Leucocoprinus scissus

Scientific classification
- Domain: Eukaryota
- Kingdom: Fungi
- Division: Basidiomycota
- Class: Agaricomycetes
- Order: Agaricales
- Family: Agaricaceae
- Genus: Leucocoprinus
- Species: L. scissus
- Binomial name: Leucocoprinus scissus Justo, Angelini & Bizzi (2021)

= Leucocoprinus scissus =

- Authority: Justo, Angelini & Bizzi (2021)

Species of fungus

Leucocoprinus scissus is a species of mushroom producing fungus in the family Agaricaceae.

== Taxonomy ==
It was described in 2021 by the mycologists Alfredo Justo, Angelini Claudio and Alberto Bizzi who classified it as Leucocoprinus scissus.

== Description ==
Leucocoprinus scissus is a small dapperling mushroom with thin whitish flesh.

Cap: 1–4 cm wide starting conical-campanulate before expanding to conical to flat with a slight umbo. The surface is white with small, scattered brownish-ochre scales that surround the umbo and become sparser towards the cap margins. The margins are striated almost to the centre of the cap but are fragile and prone to splitting at maturity.

Gills: Free, white and moderately crowded, with a bulge in the middle (ventricose).

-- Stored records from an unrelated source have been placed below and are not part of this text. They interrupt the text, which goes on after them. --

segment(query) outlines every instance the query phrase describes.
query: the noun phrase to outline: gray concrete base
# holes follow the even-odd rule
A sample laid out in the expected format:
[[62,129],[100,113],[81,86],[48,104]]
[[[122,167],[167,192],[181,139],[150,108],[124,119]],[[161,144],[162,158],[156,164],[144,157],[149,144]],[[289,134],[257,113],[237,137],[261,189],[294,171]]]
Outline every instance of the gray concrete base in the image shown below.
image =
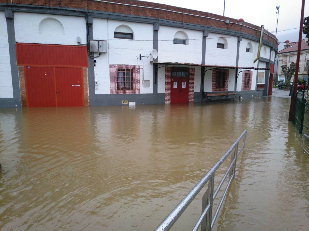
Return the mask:
[[164,94],[95,94],[94,106],[120,105],[121,99],[135,102],[136,104],[164,103]]
[[0,108],[20,107],[20,100],[15,98],[0,98]]

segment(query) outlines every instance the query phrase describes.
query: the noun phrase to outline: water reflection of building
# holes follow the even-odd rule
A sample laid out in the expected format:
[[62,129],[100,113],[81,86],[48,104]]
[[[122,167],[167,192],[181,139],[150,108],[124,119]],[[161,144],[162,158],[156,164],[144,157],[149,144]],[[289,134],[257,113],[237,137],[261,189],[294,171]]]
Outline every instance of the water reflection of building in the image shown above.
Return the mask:
[[277,39],[264,31],[254,63],[260,28],[241,19],[135,1],[129,6],[24,3],[0,10],[0,56],[8,57],[0,64],[1,107],[199,102],[204,92],[268,95]]

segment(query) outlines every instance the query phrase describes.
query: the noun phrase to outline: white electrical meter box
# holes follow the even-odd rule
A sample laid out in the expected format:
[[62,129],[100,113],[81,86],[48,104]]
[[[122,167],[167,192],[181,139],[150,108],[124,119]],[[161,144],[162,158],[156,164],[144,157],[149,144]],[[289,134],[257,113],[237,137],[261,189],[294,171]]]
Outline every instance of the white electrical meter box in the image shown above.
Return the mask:
[[104,40],[99,40],[99,52],[100,53],[106,53],[107,52],[107,42]]
[[143,79],[143,87],[150,87],[150,80]]
[[97,40],[89,40],[89,45],[90,52],[99,52],[99,43]]

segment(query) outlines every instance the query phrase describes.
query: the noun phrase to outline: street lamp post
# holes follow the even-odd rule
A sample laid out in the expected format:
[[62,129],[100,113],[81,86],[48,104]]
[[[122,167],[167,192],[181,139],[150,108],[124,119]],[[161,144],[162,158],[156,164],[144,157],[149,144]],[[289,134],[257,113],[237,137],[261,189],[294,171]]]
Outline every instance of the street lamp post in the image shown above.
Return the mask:
[[279,8],[280,8],[280,6],[276,7],[276,8],[278,10],[278,12],[276,11],[276,13],[278,14],[278,15],[277,16],[277,25],[276,27],[276,35],[275,36],[276,37],[277,37],[277,28],[278,28],[278,19],[279,18]]

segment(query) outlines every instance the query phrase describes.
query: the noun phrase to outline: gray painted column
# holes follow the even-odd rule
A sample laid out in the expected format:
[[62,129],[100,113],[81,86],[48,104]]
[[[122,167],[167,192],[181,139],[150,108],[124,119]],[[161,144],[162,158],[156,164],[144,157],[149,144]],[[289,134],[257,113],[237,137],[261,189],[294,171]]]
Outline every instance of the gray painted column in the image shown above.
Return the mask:
[[[206,57],[206,39],[209,32],[205,30],[203,32],[203,40],[202,41],[202,65],[205,64],[205,59]],[[204,92],[204,82],[205,78],[205,67],[202,66],[201,72],[201,101],[203,102],[203,94]]]
[[[243,40],[242,36],[238,36],[237,38],[237,52],[236,53],[236,66],[238,66],[238,62],[239,60],[239,47],[240,46],[240,42]],[[237,78],[238,73],[238,69],[236,68],[235,69],[235,86],[234,87],[234,90],[236,92],[237,90]],[[240,89],[241,90],[241,89]]]
[[[7,27],[7,38],[9,41],[9,50],[13,90],[12,102],[12,101],[7,100],[6,103],[10,104],[7,105],[8,107],[21,107],[21,104],[20,103],[18,70],[16,59],[16,49],[15,47],[16,40],[14,15],[12,10],[9,9],[6,9],[4,10],[4,15],[6,18],[6,27]],[[9,99],[6,99],[7,100]],[[12,105],[12,104],[13,105]]]
[[[266,68],[269,68],[270,67],[270,60],[271,59],[271,52],[273,51],[273,48],[272,47],[270,48],[270,51],[269,52],[269,58],[267,60],[267,62],[266,63]],[[264,87],[264,94],[263,95],[265,96],[268,96],[268,87],[269,83],[269,74],[270,74],[270,70],[265,70],[265,86]],[[272,87],[272,85],[270,86],[271,87]]]
[[[259,68],[259,60],[257,61],[257,65],[256,66],[256,68]],[[255,90],[256,91],[257,90],[257,79],[258,78],[258,75],[259,74],[259,70],[256,70],[256,80],[255,82]]]
[[[153,34],[153,48],[155,49],[158,51],[159,54],[159,51],[158,51],[158,31],[160,30],[160,25],[158,23],[154,24],[154,34]],[[158,62],[158,57],[157,58],[154,59],[154,61],[155,62]],[[155,100],[155,98],[157,96],[158,94],[158,80],[156,79],[155,76],[155,69],[156,67],[156,64],[153,64],[153,78],[152,78],[152,91],[153,94],[154,96],[154,100]]]
[[[88,15],[88,24],[86,26],[88,27],[88,35],[87,38],[87,42],[90,40],[93,39],[92,30],[92,16]],[[86,21],[86,23],[87,22]],[[88,56],[88,91],[89,92],[89,106],[93,106],[95,105],[95,69],[93,65],[93,58]]]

Stem: 2.5–6 cm wide and 2.5-4mm thick. It is cylindrical with a slight clavate taper up from the base which is up to 6mm thick. The surface is smooth and whitish above the stem ring and ochre-yellow below with the colour becoming more intense towards the base, where white threadlike (filiform) rhizomorphs may be present. The membranous stem ring is small and white but is easily removed and may sometimes be missing.

Spores: Ovoid to ellipsoid, without a germ pore. Dextrinoid and metachromatic. (5.5) 6-8 (8.5) x 4-6 (6.5) μm.

Smell: Indistinct.

== Etymology ==
The specific epithet scissus is Latin for torn or split. This is in reference to the tendency for the edges of the cap to split at maturity.

== Habitat and distribution ==
The species was discovered in the Dominican Republic where it was found growing gregariously on leaf litter in deciduous woodland in November.